President Barack Obama was cheered when he addressed the National Association for the Advancement of Colored People’s convention in New York.

President Barack Obama was cheered when he addressed the National Association for the Advancement of Colored People’s convention in New York.

“I understand there may be a temptation among some to think that discrimination is no longer a problem in 2009,” Obama said. “And I believe that overall, there probably has never been less discrimination in America than there is today. I think we can say that. But make no mistake: The pain of discrimination is still felt in America.”

Obama may be a bit optimistic about the level of racism in America, but eradicating that pain, eliminating that prejudice and discrimination, has been the task of the NAACP since its founding 100 years ago.

One hundred years later, the NAACP is no longer railing against voting rights abuses or helping to desegregate lunch counters or combat Jim Crow and lynchings.
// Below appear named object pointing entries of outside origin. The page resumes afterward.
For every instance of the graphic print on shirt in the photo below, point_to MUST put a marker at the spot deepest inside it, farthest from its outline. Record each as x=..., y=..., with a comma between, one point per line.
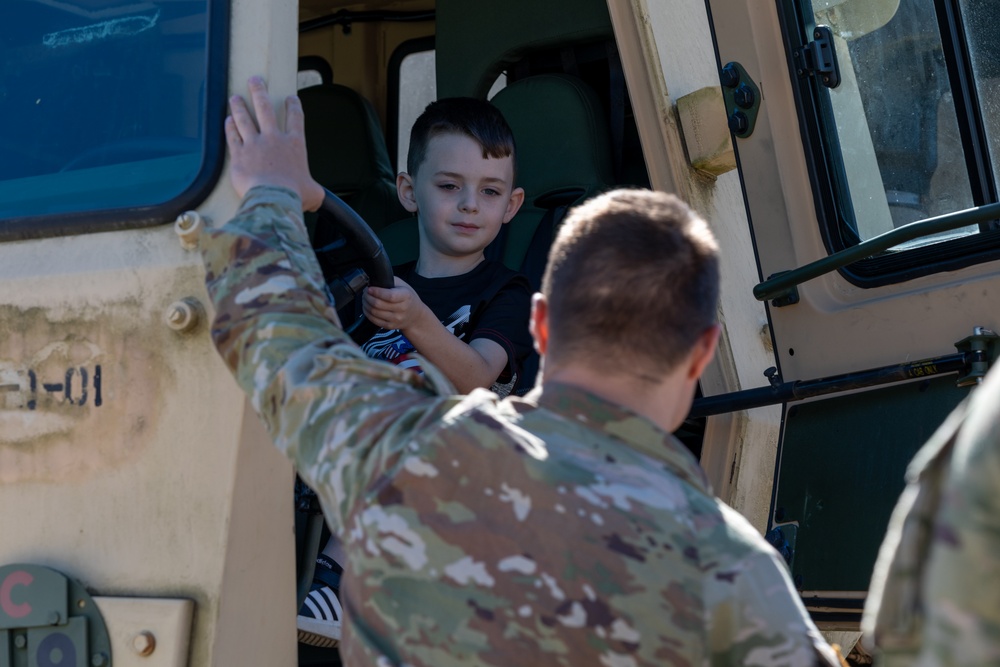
x=392, y=345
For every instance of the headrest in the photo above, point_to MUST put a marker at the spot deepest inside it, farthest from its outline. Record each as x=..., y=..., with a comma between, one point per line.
x=561, y=133
x=346, y=124
x=475, y=41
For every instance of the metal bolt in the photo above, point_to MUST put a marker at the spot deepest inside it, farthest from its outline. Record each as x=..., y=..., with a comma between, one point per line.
x=744, y=96
x=739, y=123
x=144, y=643
x=183, y=315
x=188, y=227
x=730, y=76
x=187, y=220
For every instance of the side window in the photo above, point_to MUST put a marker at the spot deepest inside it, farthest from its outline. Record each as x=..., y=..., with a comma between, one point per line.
x=110, y=117
x=417, y=89
x=412, y=86
x=910, y=133
x=313, y=71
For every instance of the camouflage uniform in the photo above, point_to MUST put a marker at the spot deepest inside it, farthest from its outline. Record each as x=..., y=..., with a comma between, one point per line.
x=935, y=597
x=556, y=529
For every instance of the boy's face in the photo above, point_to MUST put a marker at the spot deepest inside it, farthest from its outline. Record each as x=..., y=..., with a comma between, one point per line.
x=460, y=197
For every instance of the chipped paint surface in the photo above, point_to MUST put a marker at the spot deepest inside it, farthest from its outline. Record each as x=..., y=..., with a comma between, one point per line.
x=75, y=395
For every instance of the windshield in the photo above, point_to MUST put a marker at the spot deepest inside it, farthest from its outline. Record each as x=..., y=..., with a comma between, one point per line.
x=103, y=103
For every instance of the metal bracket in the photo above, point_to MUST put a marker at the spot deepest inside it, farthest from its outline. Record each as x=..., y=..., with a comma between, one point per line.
x=742, y=97
x=819, y=58
x=787, y=297
x=981, y=346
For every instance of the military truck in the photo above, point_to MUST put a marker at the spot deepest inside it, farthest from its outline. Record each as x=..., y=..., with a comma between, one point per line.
x=845, y=152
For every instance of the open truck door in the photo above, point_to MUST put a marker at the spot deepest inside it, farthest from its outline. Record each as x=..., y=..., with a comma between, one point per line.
x=866, y=149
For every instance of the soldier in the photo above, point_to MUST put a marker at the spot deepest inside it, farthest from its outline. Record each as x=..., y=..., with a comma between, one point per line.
x=935, y=595
x=567, y=527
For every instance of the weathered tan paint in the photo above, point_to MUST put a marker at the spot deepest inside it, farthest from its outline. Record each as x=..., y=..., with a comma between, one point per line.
x=170, y=488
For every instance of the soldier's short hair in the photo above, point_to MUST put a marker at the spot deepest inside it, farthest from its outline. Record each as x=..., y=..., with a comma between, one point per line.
x=632, y=282
x=477, y=119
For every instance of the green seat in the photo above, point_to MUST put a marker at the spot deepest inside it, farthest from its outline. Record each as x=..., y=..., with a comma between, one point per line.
x=347, y=152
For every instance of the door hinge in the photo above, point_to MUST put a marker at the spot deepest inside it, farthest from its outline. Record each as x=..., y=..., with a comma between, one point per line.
x=819, y=58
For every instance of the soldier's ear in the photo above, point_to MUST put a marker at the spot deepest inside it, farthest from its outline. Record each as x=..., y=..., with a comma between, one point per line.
x=539, y=323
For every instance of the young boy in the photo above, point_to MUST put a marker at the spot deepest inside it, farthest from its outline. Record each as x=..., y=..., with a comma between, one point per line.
x=464, y=313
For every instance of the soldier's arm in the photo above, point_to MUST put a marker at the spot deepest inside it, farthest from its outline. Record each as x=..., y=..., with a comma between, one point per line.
x=757, y=618
x=338, y=415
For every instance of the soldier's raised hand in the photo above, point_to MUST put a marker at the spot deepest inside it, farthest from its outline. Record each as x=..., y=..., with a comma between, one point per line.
x=264, y=154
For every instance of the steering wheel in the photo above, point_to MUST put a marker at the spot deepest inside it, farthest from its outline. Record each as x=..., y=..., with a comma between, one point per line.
x=352, y=258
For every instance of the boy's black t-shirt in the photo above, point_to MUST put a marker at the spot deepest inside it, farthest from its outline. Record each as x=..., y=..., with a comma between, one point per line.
x=490, y=302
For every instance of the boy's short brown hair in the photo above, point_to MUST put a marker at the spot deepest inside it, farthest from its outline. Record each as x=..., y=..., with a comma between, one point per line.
x=476, y=119
x=632, y=282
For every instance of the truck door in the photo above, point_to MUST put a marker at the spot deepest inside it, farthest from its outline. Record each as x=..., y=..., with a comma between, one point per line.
x=130, y=463
x=867, y=138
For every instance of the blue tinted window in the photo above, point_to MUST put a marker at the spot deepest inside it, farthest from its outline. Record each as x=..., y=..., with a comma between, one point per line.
x=103, y=106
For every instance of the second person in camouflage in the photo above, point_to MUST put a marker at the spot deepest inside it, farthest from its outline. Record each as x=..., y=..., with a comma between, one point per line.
x=567, y=527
The NAACP, 55 years after Brown v. Board of Education, isn’t trying to make sure white kids and Black kids can attend the same schools.

So what is the NAACP doing?

New NAACP executive director Ben Jealous, while chosen to lead the organization because of his relative youth, was also chosen because he seems willing to go along with the decisions of that infernal NAACP board. He describes the NAACP as “a multiracial, multiethnic human rights organization.” That seems to live out the true meaning of “colored.”

But if Jealous is providing leadership, it is hard to see, since nothing seems to have trickled down to the individual NAACP “units.”

An organization’s strength is not realized in its leadership or in its board of directors. Instead the strength should be in the individual “units” and those willing workers who have always been the backbone of the organization.

Sadly, those NAACP workers are not energized, and, in some places, are non-existent.

If the NAACP is going to move forward, and is going to be relevant for another 100 years, something will have to give.

If the nation’s public schools are experiencing a 50 percent dropout rate for Black and other minority students, it could be argued that that is the battle line for the NAACP. If the achievement rate for the remaining students continues to lag far behind the achievement rates for non-minority students, there is the front line.